NEW YORK: Facebook said Friday that it has suspended Boston-based analytics firm Crimson Hexagon while it investigates how it collects and shares Facebook and Instagram’s user data.
Facebook has been facing increased scrutiny over how third-party firms use its data since news broke in March that data firm Cambridge Analytica improperly accessed user data.
The Wall Street Journal first reported that Facebook had suspended Crimson Hexagon.

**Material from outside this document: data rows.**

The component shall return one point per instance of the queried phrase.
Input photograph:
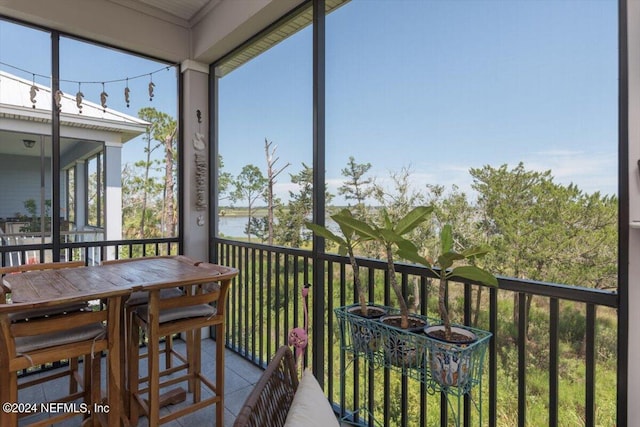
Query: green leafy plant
(390, 236)
(346, 245)
(444, 263)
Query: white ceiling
(184, 12)
(185, 9)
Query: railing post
(318, 288)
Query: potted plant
(399, 350)
(355, 318)
(455, 351)
(346, 246)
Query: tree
(356, 187)
(225, 181)
(249, 185)
(542, 230)
(272, 173)
(291, 227)
(163, 129)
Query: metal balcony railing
(542, 333)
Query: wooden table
(110, 281)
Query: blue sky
(437, 86)
(89, 63)
(440, 87)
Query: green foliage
(34, 219)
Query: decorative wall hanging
(151, 86)
(103, 99)
(34, 89)
(126, 93)
(58, 100)
(79, 97)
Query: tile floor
(240, 377)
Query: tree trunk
(169, 206)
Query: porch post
(195, 150)
(629, 283)
(113, 195)
(80, 195)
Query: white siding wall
(19, 181)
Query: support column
(629, 284)
(113, 195)
(195, 146)
(80, 196)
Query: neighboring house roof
(15, 103)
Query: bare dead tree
(272, 173)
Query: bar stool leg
(154, 360)
(220, 374)
(133, 372)
(94, 385)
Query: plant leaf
(476, 274)
(446, 239)
(446, 259)
(476, 251)
(361, 228)
(324, 232)
(411, 220)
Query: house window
(95, 191)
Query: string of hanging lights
(33, 90)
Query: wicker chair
(270, 400)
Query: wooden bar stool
(56, 337)
(27, 315)
(140, 299)
(201, 306)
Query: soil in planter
(372, 312)
(455, 338)
(415, 325)
(365, 338)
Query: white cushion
(310, 407)
(142, 297)
(38, 342)
(171, 314)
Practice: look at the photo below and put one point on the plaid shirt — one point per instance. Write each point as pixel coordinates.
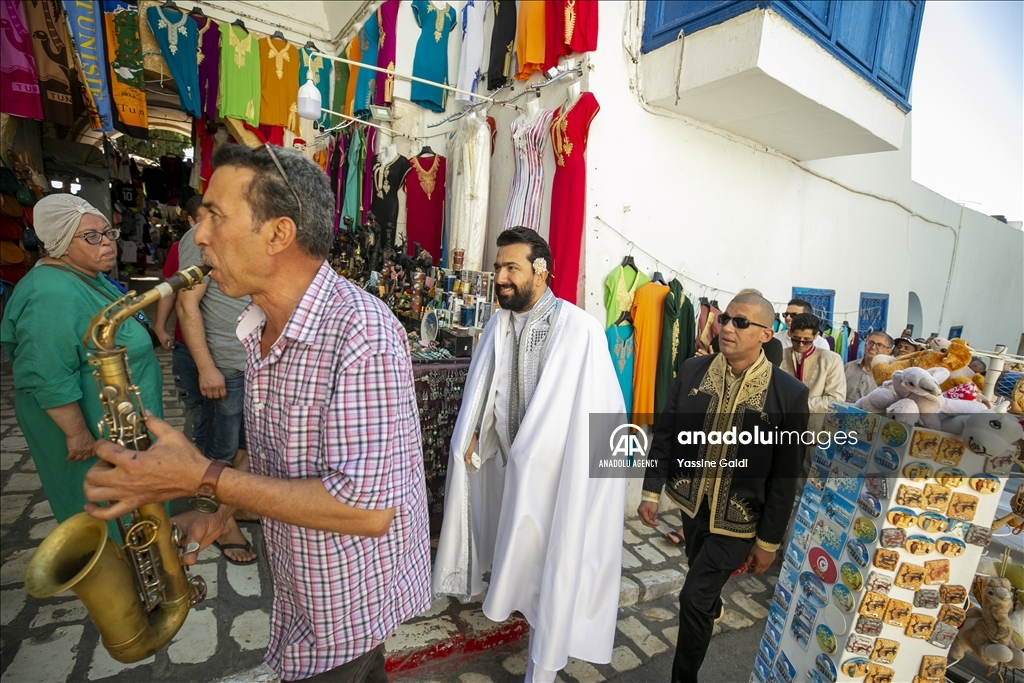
(334, 399)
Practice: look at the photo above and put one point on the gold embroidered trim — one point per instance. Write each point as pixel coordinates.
(427, 178)
(241, 47)
(280, 56)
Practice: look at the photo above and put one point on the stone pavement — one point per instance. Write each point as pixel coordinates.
(223, 639)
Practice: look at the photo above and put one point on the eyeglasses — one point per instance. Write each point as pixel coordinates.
(94, 238)
(738, 323)
(281, 169)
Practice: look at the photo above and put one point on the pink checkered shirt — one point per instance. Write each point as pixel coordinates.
(334, 399)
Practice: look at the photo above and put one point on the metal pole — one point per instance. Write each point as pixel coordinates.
(389, 72)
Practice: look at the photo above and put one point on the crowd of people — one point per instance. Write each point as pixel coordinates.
(300, 392)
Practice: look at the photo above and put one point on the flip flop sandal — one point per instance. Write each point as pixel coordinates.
(247, 547)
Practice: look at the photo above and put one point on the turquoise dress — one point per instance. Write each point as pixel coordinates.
(430, 61)
(312, 65)
(41, 331)
(621, 347)
(366, 81)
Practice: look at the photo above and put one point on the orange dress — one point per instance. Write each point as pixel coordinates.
(529, 40)
(354, 53)
(279, 75)
(648, 312)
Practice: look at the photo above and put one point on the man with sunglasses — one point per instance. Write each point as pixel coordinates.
(820, 370)
(859, 380)
(734, 488)
(331, 422)
(796, 307)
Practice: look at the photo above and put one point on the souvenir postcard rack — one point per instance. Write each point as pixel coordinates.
(888, 536)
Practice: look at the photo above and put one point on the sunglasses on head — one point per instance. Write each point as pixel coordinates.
(738, 323)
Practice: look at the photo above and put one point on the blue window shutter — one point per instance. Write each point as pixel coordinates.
(897, 43)
(857, 30)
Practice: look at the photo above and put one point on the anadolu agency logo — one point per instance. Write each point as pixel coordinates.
(628, 446)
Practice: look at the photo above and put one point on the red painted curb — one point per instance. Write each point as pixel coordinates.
(463, 643)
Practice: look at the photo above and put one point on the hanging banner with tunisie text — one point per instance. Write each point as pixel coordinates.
(87, 31)
(127, 82)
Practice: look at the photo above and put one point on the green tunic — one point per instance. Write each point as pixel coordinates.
(41, 331)
(678, 340)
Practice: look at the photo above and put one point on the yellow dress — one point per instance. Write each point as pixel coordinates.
(280, 74)
(529, 41)
(648, 312)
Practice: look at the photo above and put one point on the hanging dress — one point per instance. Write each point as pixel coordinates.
(125, 53)
(387, 22)
(471, 58)
(621, 345)
(425, 204)
(502, 44)
(387, 179)
(178, 39)
(529, 41)
(529, 136)
(240, 84)
(280, 78)
(313, 66)
(19, 92)
(366, 84)
(569, 130)
(45, 22)
(620, 288)
(208, 59)
(430, 61)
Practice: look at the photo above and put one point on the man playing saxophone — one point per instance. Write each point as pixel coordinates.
(332, 425)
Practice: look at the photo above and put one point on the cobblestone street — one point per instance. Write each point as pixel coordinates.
(53, 641)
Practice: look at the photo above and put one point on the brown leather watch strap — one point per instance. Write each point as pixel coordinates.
(208, 486)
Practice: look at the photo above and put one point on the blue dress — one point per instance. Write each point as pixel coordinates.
(177, 36)
(430, 61)
(621, 347)
(366, 82)
(312, 65)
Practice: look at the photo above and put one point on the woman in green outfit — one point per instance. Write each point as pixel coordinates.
(55, 396)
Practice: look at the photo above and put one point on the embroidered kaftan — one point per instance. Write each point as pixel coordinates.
(240, 84)
(529, 136)
(430, 61)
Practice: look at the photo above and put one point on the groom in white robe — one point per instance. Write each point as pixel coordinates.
(519, 499)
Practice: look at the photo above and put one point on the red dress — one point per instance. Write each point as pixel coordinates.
(569, 130)
(425, 204)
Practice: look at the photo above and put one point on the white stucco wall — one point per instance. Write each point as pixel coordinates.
(729, 213)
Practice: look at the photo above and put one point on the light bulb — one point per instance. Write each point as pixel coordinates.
(309, 101)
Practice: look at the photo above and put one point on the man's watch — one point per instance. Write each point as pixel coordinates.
(205, 499)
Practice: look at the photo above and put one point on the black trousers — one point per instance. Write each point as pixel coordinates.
(368, 668)
(712, 560)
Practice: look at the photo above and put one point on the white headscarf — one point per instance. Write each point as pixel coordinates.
(56, 219)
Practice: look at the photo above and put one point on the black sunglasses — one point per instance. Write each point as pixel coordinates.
(738, 323)
(281, 169)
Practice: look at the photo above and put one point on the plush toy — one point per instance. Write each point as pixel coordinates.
(988, 434)
(913, 396)
(986, 632)
(952, 355)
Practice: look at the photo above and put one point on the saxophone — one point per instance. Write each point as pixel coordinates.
(79, 555)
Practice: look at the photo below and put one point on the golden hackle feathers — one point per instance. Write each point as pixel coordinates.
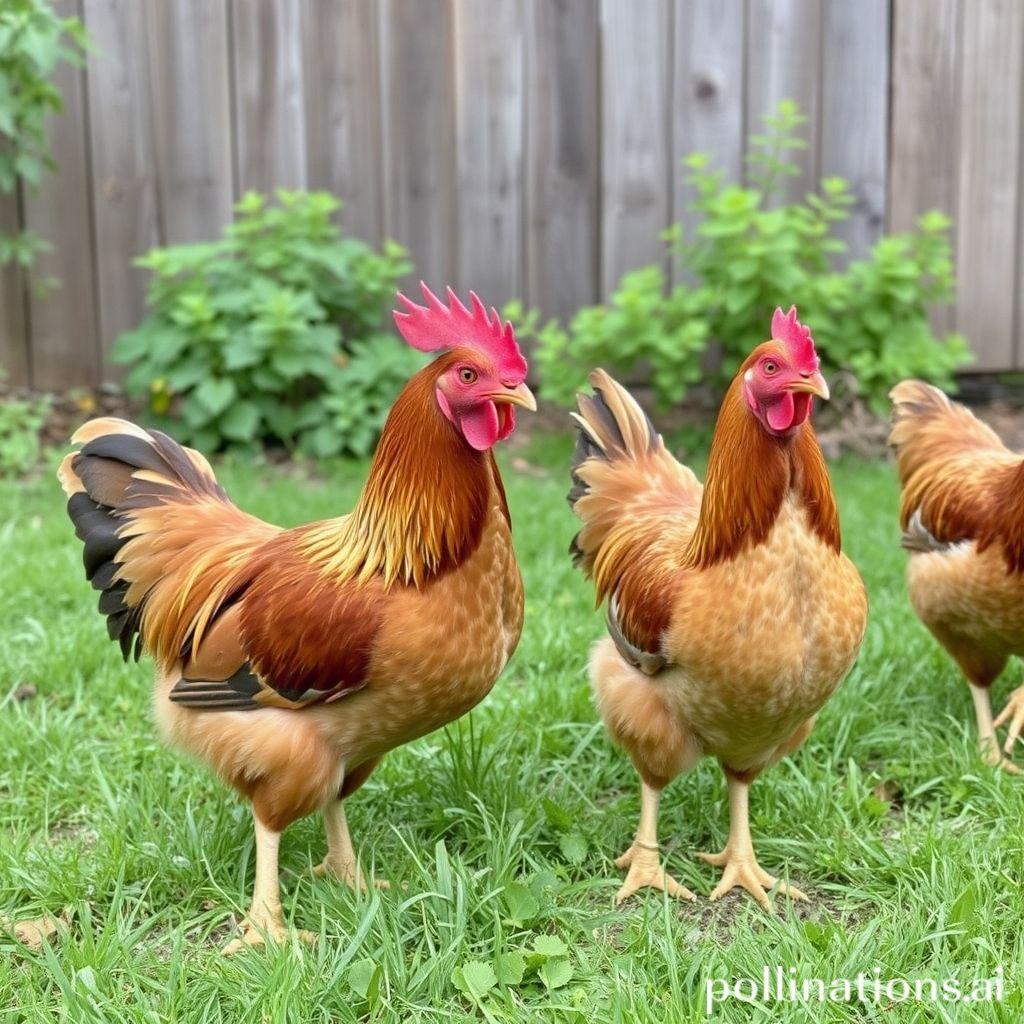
(627, 483)
(638, 507)
(750, 473)
(424, 503)
(960, 481)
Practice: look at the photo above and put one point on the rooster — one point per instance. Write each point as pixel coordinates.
(732, 613)
(964, 527)
(292, 660)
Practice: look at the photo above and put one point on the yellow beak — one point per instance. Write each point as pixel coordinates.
(811, 384)
(520, 395)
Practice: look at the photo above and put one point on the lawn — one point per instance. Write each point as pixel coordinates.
(501, 829)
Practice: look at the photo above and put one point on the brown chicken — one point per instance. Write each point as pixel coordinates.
(732, 613)
(963, 520)
(292, 660)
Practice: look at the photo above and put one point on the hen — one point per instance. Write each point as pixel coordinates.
(963, 520)
(292, 660)
(732, 613)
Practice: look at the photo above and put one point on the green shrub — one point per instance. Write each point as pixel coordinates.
(274, 333)
(20, 421)
(33, 41)
(750, 254)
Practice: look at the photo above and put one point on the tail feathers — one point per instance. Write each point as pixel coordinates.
(624, 478)
(147, 511)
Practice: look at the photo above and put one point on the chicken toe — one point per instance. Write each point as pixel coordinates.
(645, 871)
(258, 933)
(739, 865)
(743, 870)
(1014, 714)
(987, 740)
(642, 858)
(341, 862)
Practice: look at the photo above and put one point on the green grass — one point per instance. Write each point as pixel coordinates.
(500, 828)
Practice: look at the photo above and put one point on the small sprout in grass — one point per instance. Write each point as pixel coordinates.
(365, 981)
(510, 968)
(520, 903)
(474, 979)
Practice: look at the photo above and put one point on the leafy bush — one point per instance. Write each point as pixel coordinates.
(20, 422)
(272, 333)
(33, 41)
(750, 254)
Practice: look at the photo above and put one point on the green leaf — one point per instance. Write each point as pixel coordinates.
(215, 394)
(556, 973)
(549, 945)
(573, 848)
(520, 902)
(365, 980)
(510, 968)
(474, 979)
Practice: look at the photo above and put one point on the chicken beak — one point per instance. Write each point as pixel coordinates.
(520, 395)
(811, 384)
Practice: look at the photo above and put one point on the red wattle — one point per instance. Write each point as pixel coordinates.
(479, 425)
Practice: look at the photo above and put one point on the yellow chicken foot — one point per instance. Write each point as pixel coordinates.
(642, 857)
(1013, 713)
(737, 859)
(987, 739)
(264, 922)
(341, 862)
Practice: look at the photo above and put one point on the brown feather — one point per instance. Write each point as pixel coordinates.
(750, 473)
(955, 472)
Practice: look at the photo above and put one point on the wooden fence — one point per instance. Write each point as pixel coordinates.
(521, 147)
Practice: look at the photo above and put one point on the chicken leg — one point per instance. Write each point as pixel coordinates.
(341, 862)
(739, 863)
(1013, 713)
(986, 727)
(642, 856)
(264, 922)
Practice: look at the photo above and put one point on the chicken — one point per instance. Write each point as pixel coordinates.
(732, 613)
(964, 527)
(292, 660)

The newspaper says among the firm’s clients is a Russian nonprofit with ties to the Kremlin.
“We don’t allow developers to build surveillance tools using information from Facebook or Instagram,” said Ime Archibong, Facebook’s vice president of product partnerships. “We take these allegations seriously, and we have suspended these apps while we investigate.”
Facebook said Friday that Crimson Hexagon is cooperating and that so far its investigation hasn’t found evidence that the firm obtained Facebook or Instagram information inappropriately.
Crimson Hexagon says on its website it has access to over one trillion consumer conversations from social media, forums, blogs and reviews.
In a blog posting , Crimson Hexagon Chief Technology Officer Chris Bingham said the company “abides completely” by the rules social media sites including Twitter and Facebook put in place to limit the ways third-party companies can use their data.
He said the firm only collects publicly available social media data. He contrasted that with Cambridge Analytica’s use of private user data.
Users of Crimson Hexagon’s platform, which include government customers, analyze the data to understand large-scale consumer trends and preferences, Bingham wrote.
“Government entities that leverage the Crimson Hexagon platform do so for the same reasons as many of our other non-government customers: a broad-based and aggregate understanding of the public’s perception, preferences and sentiment about matters of concern to them,” he wrote.